To their credit, the research team noted the grim side of their new science. Given the tug to take discoveries to their ultimate outcomes, the scientists recognized they are handing over to society the tools for crafting designer babies and eliminating the unacceptable.

"The less tangible implication of incorporating this level of information into pre-natal decision-making raises many ethical questions that must be considered carefully within the scientific community and on a societal level," they said in an official statement.

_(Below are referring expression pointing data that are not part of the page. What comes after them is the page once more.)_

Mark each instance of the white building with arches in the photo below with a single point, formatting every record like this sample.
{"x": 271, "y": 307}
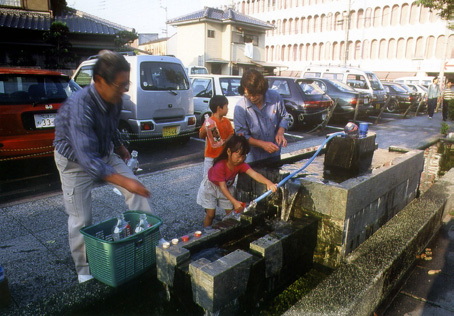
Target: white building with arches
{"x": 390, "y": 37}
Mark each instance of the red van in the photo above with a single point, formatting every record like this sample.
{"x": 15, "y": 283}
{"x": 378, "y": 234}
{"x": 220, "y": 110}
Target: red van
{"x": 29, "y": 100}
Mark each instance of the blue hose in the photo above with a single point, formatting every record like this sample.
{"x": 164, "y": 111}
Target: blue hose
{"x": 264, "y": 195}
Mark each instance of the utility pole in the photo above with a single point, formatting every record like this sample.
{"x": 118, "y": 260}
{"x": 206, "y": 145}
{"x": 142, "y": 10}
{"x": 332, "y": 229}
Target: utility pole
{"x": 167, "y": 26}
{"x": 347, "y": 29}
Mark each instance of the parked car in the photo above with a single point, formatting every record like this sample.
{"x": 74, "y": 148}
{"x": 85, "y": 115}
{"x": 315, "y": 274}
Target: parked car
{"x": 400, "y": 98}
{"x": 359, "y": 79}
{"x": 204, "y": 87}
{"x": 159, "y": 100}
{"x": 29, "y": 100}
{"x": 414, "y": 96}
{"x": 305, "y": 102}
{"x": 348, "y": 99}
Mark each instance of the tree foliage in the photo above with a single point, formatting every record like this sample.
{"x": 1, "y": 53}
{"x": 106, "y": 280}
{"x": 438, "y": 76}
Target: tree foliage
{"x": 124, "y": 37}
{"x": 445, "y": 7}
{"x": 60, "y": 52}
{"x": 58, "y": 6}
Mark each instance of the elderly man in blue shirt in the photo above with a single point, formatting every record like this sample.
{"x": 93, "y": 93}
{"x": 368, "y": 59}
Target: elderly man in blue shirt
{"x": 88, "y": 149}
{"x": 261, "y": 117}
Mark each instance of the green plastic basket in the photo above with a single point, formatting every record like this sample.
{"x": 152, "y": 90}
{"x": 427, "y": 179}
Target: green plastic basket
{"x": 116, "y": 262}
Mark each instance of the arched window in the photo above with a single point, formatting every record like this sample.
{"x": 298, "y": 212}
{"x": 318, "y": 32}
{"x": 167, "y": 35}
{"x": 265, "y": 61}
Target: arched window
{"x": 430, "y": 46}
{"x": 441, "y": 44}
{"x": 391, "y": 49}
{"x": 368, "y": 18}
{"x": 329, "y": 22}
{"x": 434, "y": 17}
{"x": 337, "y": 21}
{"x": 377, "y": 17}
{"x": 309, "y": 55}
{"x": 321, "y": 50}
{"x": 357, "y": 50}
{"x": 404, "y": 14}
{"x": 424, "y": 15}
{"x": 366, "y": 49}
{"x": 353, "y": 19}
{"x": 450, "y": 51}
{"x": 394, "y": 15}
{"x": 386, "y": 14}
{"x": 410, "y": 48}
{"x": 316, "y": 23}
{"x": 327, "y": 55}
{"x": 414, "y": 13}
{"x": 360, "y": 19}
{"x": 419, "y": 48}
{"x": 315, "y": 52}
{"x": 302, "y": 52}
{"x": 400, "y": 48}
{"x": 374, "y": 49}
{"x": 335, "y": 55}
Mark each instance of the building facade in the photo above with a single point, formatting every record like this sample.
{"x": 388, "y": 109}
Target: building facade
{"x": 223, "y": 40}
{"x": 390, "y": 37}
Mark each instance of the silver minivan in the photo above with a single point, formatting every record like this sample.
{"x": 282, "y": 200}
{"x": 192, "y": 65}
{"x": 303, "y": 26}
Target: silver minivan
{"x": 159, "y": 103}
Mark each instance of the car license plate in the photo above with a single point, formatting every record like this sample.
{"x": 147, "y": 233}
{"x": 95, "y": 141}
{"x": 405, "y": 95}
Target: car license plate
{"x": 169, "y": 131}
{"x": 44, "y": 120}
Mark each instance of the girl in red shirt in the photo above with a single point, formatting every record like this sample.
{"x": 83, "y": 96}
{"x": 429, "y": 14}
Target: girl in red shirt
{"x": 217, "y": 189}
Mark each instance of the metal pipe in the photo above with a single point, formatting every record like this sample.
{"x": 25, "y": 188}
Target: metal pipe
{"x": 283, "y": 181}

Bravo to the scientists for pausing to reflect on the moral implications of their powerful discoveries. Well they should, given the bloody and cruel history of the relentless quest to tailor-make the new human being. Hitler was by no means the first, though he took the passion for designing the new human to unimaginable levels of suffering. No wonder the scientists worry over the high-tech, super-efficient tools they are providing the cultures of death.

The moment the first atom bomb exploded at a test site, J. Robert Oppenheimer, one of its creators, quoted a Hindu text, "I am become death, The Shatterer of Worlds." Andrew Kimbrell, writing on animal breeding in 1994, unwittingly echoed in that field Oppenheimer's dour assessment regarding his own. "Genetic engineering is to traditional crossbreeding what the nuclear bomb is to the sword," wrote Kimbrell.

Now that the cultures of death have new tools for potentially determining who gets to live and who doesn't, a troubling question arises: How far will we go?

Years ago, I heard a United States Congressman introduce Georgi Vins, a pastor who had spent 17 years in the Russian gulag. The Communists, said the Congressman, sought to create the "new Soviet man." However, the U.S. Representative continued, it was Vins who was a prototype of the "new Soviet man," a person transformed by the power of Christ.

When people attempt to push aside the Creator and design the new human being on their own, the outcome is terror, torture, and tyranny. God help us.